Scuola, conto alla rovescia per il rientro

Scuola – In Calabria la prima campanella suonerà il 20 settembre, al lavoro per spazi e trasporti

Suonata la prima campanella del nuovo anno scolastico. Lo scorso 6 settembre sono tornati in classe i ragazzi dell’ Alto Adige e dal prossimo lunedì, a scaglioni, rientreranno tutti gli studenti. In Calabria l’inizio delle lezioni è fissato per il 20 settembre data entro la quale si spera che tutti i problemi legati a trasporti, aule e personale siano risolti. Al momento non si registrano particolari criticità. Certo c’è preoccupazione per la mobilità, il sistema calabrese è deficitario da sempre in questo settore, ma la Regione è intervenuta implementando mezzi e risorse. Per quanto riguarda l’edilizia scolastica invece, i dirigenti hanno ottenuto i finanziamenti per piccoli interventi ma considerando i fondi già erogati lo scorso anno, saranno pochi i lavori di adeguamento da effettuare, almeno nella nostra provincia. Per quanto riguarda le scuole di pertinenza provinciale, in attesa del Decreto del Ministero dell’Istruzione, l’ente intermedio ha aperto le offerte arrivate in relazione all’avviso pubblico per la ricerca di immobili da condurre in locazione e da adibire ad aule scolastiche degli istituti di istruzione superiore.

Bisognerà attendere qualche giorno, salvo imprevisti che ci auguriamo non si presenteranno, per valutare e formalizzare il tutto e poi si potrà partire con i lavori che, il dirigente dell’ufficio edilizia scolastica della Provincia di Crotone, Nicola Artese assicura «saranno minimi ed effettuati in poco tempo». Oltre all’aspetto logistico continua anche l’organizzazione che riguarda il contrasto alla diffusione del Covid. il Ministro dell’IStruzione Patrizio Bianchi continua a ribadire la sua posizione: «La scuola deve rimanere aperta evitando situazioni di contagio diffuso». Per garantire dunque le lezioni, oltre alla scelta di rendere obbligatorio il green pass per il personale scolastico, si continueranno a rispettare le regole dell’igiene, il distanziamento e l’utilizzo delle mascherine dai 6 anni in poi tranne nelle classi in cui sono tutti vaccinati.
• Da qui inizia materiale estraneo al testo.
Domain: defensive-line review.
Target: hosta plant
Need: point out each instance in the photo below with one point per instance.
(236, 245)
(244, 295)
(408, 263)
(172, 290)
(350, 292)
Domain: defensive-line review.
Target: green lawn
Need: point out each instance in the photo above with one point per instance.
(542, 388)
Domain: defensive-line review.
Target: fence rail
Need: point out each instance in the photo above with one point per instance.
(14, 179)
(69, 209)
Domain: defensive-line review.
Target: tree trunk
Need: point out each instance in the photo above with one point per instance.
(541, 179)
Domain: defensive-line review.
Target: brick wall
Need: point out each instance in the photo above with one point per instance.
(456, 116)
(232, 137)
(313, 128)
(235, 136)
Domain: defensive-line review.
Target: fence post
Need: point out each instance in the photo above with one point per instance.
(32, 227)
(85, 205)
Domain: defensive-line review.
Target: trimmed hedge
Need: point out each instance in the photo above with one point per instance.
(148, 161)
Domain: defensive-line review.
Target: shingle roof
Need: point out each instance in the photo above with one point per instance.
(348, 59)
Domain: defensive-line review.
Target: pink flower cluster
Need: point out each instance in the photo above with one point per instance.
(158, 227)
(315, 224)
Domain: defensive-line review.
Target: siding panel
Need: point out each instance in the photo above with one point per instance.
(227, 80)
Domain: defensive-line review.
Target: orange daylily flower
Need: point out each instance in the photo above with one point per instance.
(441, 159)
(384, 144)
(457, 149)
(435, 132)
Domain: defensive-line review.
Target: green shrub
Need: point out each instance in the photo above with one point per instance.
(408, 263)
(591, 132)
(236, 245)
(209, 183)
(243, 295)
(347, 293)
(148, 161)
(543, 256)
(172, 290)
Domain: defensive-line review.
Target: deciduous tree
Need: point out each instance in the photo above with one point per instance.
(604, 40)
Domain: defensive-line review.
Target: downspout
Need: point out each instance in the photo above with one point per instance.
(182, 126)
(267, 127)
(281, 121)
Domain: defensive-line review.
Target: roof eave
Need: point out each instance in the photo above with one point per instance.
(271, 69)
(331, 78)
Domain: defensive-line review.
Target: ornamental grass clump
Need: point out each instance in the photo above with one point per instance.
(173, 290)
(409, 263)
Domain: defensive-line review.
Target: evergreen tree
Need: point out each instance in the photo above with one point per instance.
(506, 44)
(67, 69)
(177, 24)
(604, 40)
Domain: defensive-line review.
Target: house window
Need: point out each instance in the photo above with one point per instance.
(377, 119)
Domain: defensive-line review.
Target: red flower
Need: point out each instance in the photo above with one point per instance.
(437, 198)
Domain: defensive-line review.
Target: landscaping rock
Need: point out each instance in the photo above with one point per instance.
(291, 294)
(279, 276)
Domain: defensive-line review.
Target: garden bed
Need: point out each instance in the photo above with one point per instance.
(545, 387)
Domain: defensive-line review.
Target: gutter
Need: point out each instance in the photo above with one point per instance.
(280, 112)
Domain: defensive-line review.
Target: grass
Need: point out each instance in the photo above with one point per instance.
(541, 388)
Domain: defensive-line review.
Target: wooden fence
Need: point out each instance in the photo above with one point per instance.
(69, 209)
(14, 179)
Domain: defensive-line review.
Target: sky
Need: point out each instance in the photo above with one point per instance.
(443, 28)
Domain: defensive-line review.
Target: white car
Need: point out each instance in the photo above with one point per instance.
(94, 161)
La novità arriva anche dall’intenzione di avviare importanti campagne di screening tra studenti. Un vero piano di monitoraggio che dovrebbe tenere sempre sotto controllo la situazione. Tutto per limitare i provvedimenti di sanità pubblica (isolamenti, quarantene, didattica a distanza, etc.) che potrebbero scaturire dalla circolazione incontrollata del virus nelle scuole e nelle famiglie.